Auch durch die Nutzung der Abwärme in den Kraftwerken für Heizzwecke könnte erheblich der CO2-Ausstoß vermindert werden. Bisher macht der Fernwärme-Anteil am Wärme-Energieverbrauch in Bremen nur bescheidene 12 Prozent aus. Die Stadtwerke scheuten größere Investitionen. Kostenkontrollen haben jetzt ergeben, daß die Stadtwerke mit völlig überholten und überzogenen Leitungsbau-Kosten gerechnet hatten. Jetzt soll deshalb eine Fernwärme-Leitung vom Kraftwerk Hafen bis schließlich in die City gebaut werden. Da die Bremer Müllverbrennungs-Anlage 1997 nicht abgeschaltet wird, bestehen auch für die Fernwärme-Versorgung im Bremer Universitätsbereich keine Probleme.

Ganz neue Energiespar-Potentiale will die Energieleitstelle im industriellen Bereich erschließen. Traditionell wehren sich die Stromproduzenten dagegen, daß kleinere Produktionsanlagen ihren Überschuß ins öffentliche Netz einspeisen können. Für die Windenergieanlagen mußte deswegen per Bundesgesetzgebung ein Abnahe-Preis festgelegt werden, der diese umweltfreundliche Stromproduktions-Methode wirtschaftlich ermöglicht. Ähnliche Energiezulieferer könnten die Bremer Stadtwerke in verschiedenen Industriebetrieben finden, die die Wärme aus ihren eigenen Prozessen bisher in den Schornstein blasen oder Potentiale von Stromproduktion nicht nutzen. Die Stadtwerke sind durch das Bremer Energiegesetz seit 1991 verpflichtet, solchen Strom für 11-12 Pfennig pro kWh abzunehmen. Bei der Norddeutschen Steingut wurde 1992 eine 1 MW Anlage erstellt, deren Wärmeausbeute zum Trocknen der keramischen Rohmassen genutzt wird, der Strom geht derweil weitgehend ins Netz - erspart 3.800 Tonnen CO2 im Jahr. Weitaus größere Dimensionen soll ein Projekt mit Jacobs-Suchard bringen.
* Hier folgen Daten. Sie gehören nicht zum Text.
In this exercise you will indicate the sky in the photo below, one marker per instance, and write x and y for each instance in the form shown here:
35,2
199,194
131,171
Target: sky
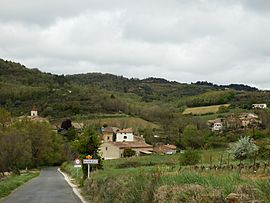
220,41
Das Bremer Umweltressort setzt darauf, daß in den derzeitigen Verkaufsverhandlungen von Stadtwerke-Anteilen auch wesentliche Elemente einer neuen Emergiepolitik festgeschrieben werden können. Das fertig vorliegende Landesenergieprogramm wurde im März, als der Senat noch auf einen schnellen Verhandlungsabschluß setzt, nicht öffentlich gemacht. Warum? „Weil wir meinen, daß wir in dieser Situation das jetzt nicht machen sollten und auchg hier eine Diskussion darüber nicht führen sollten“, erklärte Wedemeier in der Bürgerschaft am 18.5. Er fürchtete offenbar, die Verkaufsverhandlungen mit den bremischen Vorstellungen von Landesenergiepolitik zu belasten. K.W.